La filiera agroalimentare italiana è fondamentale per l’economia nazionale, ma presenta significativi squilibri contrattuali, soprattutto tra grandi catene di distribuzione (GDO), intermediari e piccoli produttori. Recentemente, il Decreto Legge 15 maggio 2024, n. 63 (DL 63/2024), all’art. 4 ha introdotto alcune novità mirate a migliorare la situazione delle MPMI che rappresentano l’anello debole della filiera:
Nonostante queste misure, restano forti dubbi sull’effettiva capacità del DL di tutelare in modo adeguato i contraenti più deboli della filiera, come i coltivatori diretti e i piccoli produttori. Queste novità normative vanno a modificare ed integrare il Decreto Legislativo n. 198/2021. Ne parleremo tra poco.
Per comprendere appieno l’importanza delle tutele legali nella filiera agroalimentare, è essenziale analizzare il contesto del mercato italiano. Secondo il Rapporto ISMEA sull’agroalimentare italiano 2023, il valore aggiunto della filiera agroalimentare ha raggiunto i 64 miliardi di euro nel 2022. Di questi, 37,4 miliardi sono stati generati dal settore agricolo e 26,7 miliardi dall’industria alimentare. Complessivamente, la filiera rappresenta il 15,2% del PIL italiano, quando si includono le fasi di distribuzione, ristorazione e i servizi logistici necessari per far arrivare i prodotti dal campo alla tavola.

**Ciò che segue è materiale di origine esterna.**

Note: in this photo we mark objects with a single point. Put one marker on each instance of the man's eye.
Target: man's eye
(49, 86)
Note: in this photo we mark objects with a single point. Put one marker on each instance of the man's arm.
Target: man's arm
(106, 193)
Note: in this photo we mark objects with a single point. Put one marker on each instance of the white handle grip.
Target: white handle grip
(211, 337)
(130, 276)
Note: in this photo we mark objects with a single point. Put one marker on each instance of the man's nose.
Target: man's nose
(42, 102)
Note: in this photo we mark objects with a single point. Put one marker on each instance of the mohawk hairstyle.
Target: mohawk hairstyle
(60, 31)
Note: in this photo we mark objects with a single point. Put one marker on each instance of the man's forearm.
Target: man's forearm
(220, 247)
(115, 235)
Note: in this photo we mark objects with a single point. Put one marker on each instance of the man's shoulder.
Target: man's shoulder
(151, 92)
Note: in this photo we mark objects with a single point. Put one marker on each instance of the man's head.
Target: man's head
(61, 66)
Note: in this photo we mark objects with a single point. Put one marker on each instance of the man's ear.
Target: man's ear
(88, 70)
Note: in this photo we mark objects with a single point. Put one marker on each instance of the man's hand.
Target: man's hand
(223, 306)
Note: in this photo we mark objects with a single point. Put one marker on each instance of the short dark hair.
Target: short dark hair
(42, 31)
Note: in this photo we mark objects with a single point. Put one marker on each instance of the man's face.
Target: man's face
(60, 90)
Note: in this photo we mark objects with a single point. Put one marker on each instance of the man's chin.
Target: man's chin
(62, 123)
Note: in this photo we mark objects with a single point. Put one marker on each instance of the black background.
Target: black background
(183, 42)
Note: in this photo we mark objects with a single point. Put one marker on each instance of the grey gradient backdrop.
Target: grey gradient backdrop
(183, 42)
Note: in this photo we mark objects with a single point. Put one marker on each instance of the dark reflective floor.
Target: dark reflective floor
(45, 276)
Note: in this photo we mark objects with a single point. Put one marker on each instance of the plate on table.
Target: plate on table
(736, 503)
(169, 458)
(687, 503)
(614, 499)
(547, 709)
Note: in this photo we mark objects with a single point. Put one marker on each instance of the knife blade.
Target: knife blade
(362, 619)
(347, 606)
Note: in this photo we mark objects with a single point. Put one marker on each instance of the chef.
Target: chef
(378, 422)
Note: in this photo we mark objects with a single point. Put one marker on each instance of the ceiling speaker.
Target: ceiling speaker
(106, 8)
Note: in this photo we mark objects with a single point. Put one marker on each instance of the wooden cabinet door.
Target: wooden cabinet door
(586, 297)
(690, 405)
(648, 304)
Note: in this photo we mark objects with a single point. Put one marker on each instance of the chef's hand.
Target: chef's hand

Supermercati e ipermercati, ovvero le grandi catene di distribuzione organizzata (GDO), e gli intermediari hanno un potere contrattuale molto maggiore rispetto ai piccoli produttori. Questa disparità permette ai “compratori” della filiera di dettare le regole e imporre condizioni contrattuali spesso gravose per i produttori, come tempi di pagamento molto lunghi e, a volte, prezzi inferiori ai costi di produzione (Cfr. “Pratiche sleali, risultati deludenti. va rivisto il diritto antitrust ue a tutela degli agricoltori verso la gdo” di G. Roveda).
L’AGCM (Autorità Garante della Concorrenza e del Mercato), più di quindici anni fa, aveva evidenziato più volte come la concentrazione della domanda nelle centrali d’acquisto della GDO fosse alla base di questo significativo squilibrio di potere, con le aziende produttrici che costituiscono, ora come allora, l’anello debole della filiera (cfr. “L’indagine conoscitiva dell’AGCM sul ruolo della GDO nella distribuzione agro-alimentare” di A. Artom e, più recentemente, si v. “Il contratto di cessione dei prodotti agricoli e alimentari nelle relazioni business to business. Regole e funzioni del contratto nel sistema della filiera agroalimentare” di N. Lucifero su Persona e Mercato 2024/1).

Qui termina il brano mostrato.